Спустя некоторое время Мартынов, позвав Сахновского, упрекнул:

— Зачем вы так, Иван Юрьевич? Стукнет кто-нибудь…

— Пускай стучат, — мрачно сказал Сахновский. — Большего, чем наваливают на меня следователи, не сочинят. Вы думаете, я им в рожу не хохотал? Еще почище издевался, чем над этим директором. Прямо кричал: «Доколе будете творить мерзу?» Ничего, сошло, даже не очень добивались, чтоб подписал, — так и прошел отказчиком. Десятка мне обеспечена, а крепче не дадут, не стою. Хоть душу отведу!

6

В работе следственного конвейра вдруг образовалась такая-то заминка, и камера стабилизировалась — вторую неделю никого не приводили и не забирали. Мартынов и раньше не утруждал себя начальствованием над заключенными, а теперь полностью отдал правление Сахновскому, а сам слезал с нар лишь на парашу — этого дела нельзя было никому передоверить.

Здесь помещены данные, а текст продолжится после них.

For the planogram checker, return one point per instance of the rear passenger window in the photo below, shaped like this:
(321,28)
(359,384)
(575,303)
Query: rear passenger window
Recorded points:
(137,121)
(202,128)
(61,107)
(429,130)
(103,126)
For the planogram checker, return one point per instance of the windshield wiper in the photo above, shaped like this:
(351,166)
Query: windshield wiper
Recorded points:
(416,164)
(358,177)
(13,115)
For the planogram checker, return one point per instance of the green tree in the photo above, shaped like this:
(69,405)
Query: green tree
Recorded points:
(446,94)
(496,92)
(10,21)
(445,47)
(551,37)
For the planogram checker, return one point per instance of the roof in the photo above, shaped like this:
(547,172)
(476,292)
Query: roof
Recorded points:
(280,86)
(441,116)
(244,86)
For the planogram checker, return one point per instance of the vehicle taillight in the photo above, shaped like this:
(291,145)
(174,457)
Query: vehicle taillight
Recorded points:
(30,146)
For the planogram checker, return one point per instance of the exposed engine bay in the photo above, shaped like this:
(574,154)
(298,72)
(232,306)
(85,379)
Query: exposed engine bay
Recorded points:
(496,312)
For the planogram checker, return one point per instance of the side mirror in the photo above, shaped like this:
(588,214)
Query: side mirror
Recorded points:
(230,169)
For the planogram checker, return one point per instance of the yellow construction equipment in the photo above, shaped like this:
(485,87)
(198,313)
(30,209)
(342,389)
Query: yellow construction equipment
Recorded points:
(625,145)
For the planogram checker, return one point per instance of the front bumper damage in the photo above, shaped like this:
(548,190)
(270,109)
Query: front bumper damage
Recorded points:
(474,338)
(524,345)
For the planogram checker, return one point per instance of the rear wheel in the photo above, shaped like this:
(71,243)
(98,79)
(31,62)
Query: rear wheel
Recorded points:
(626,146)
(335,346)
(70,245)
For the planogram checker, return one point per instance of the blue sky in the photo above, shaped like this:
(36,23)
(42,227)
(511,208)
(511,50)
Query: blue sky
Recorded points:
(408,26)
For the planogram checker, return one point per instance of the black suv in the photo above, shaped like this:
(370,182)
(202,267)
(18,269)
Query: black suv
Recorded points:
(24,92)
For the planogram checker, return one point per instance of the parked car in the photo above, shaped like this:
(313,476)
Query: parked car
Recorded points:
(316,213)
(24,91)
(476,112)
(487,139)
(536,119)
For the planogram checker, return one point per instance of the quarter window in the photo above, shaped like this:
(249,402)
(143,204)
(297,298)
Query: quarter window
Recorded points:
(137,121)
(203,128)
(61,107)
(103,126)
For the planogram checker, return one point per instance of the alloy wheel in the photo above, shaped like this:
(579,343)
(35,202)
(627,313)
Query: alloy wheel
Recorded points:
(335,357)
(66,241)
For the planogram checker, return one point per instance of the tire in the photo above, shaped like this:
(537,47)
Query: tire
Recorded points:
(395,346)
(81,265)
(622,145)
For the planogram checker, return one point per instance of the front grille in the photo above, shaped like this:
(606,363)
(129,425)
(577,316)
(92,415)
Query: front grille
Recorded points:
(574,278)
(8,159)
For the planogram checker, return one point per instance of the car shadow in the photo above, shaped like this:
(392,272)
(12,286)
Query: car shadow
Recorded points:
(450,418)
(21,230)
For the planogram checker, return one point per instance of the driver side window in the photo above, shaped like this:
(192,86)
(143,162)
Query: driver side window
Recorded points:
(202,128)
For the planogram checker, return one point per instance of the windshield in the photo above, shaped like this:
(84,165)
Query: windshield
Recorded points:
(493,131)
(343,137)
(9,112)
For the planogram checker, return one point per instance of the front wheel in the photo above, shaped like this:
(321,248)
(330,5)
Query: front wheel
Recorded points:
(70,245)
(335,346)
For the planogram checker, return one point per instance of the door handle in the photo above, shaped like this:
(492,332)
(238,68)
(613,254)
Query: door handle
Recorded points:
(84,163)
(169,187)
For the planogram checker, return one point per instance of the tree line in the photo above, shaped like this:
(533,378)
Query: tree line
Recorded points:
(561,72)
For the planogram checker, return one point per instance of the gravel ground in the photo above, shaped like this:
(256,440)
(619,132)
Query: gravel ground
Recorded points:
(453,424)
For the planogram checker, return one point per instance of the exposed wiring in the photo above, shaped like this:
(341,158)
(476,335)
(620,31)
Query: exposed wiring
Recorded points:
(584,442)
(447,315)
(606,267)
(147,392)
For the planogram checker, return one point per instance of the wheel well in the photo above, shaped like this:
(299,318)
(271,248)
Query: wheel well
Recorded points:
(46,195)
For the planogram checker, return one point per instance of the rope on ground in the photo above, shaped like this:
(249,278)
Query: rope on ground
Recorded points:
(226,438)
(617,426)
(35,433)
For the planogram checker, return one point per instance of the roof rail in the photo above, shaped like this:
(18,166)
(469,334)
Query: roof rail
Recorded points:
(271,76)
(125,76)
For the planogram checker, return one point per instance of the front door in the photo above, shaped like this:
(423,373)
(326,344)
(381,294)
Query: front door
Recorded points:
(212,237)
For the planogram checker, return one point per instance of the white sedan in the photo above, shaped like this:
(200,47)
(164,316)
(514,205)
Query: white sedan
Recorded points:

Камера ночью храпела и стонала, задыхалась от духоты, днем гомонила, как цех. Кто напевал, кто ругался, кто зевал; здесь спорили, там жаловались и советовались, в третьем месте рассказывали анекдоты и истерично, с надрывом, хохотали — так громко, что распахивался волчок и в нем появлялось пронзительное око бдительного коридорного. На надзирателей давно не обращали внимания, они знали это и даже не пытались прекратить шум, лишь присматривались, кто больше всех расходился. Поэт Тверсков-Камень, уже продвинувшийся на нары, как только открывался глазок, немедленно затягивал песню, и его дружно поддерживали соседи:


Мы сидим в Таганке,
Как в консервной банке,
А за дверью ходит вертухай…

Сахновский перебирался с нары на нару, от группки к группке и всюду вносил смятение. В один из затеянных им споров вмешался Мартынов.

Сахновский остервенело кричал на какого-то заключенного:

— Правду, только правду, понимаете? Истину!.. Раньше говорили: истина освещает себя и заблуждение, лжа — как ржа, она точит душу. Правда одна, а лжи и заблуждений, отклонений от истины — бессчетно, как боковых тропок от основного шоссе.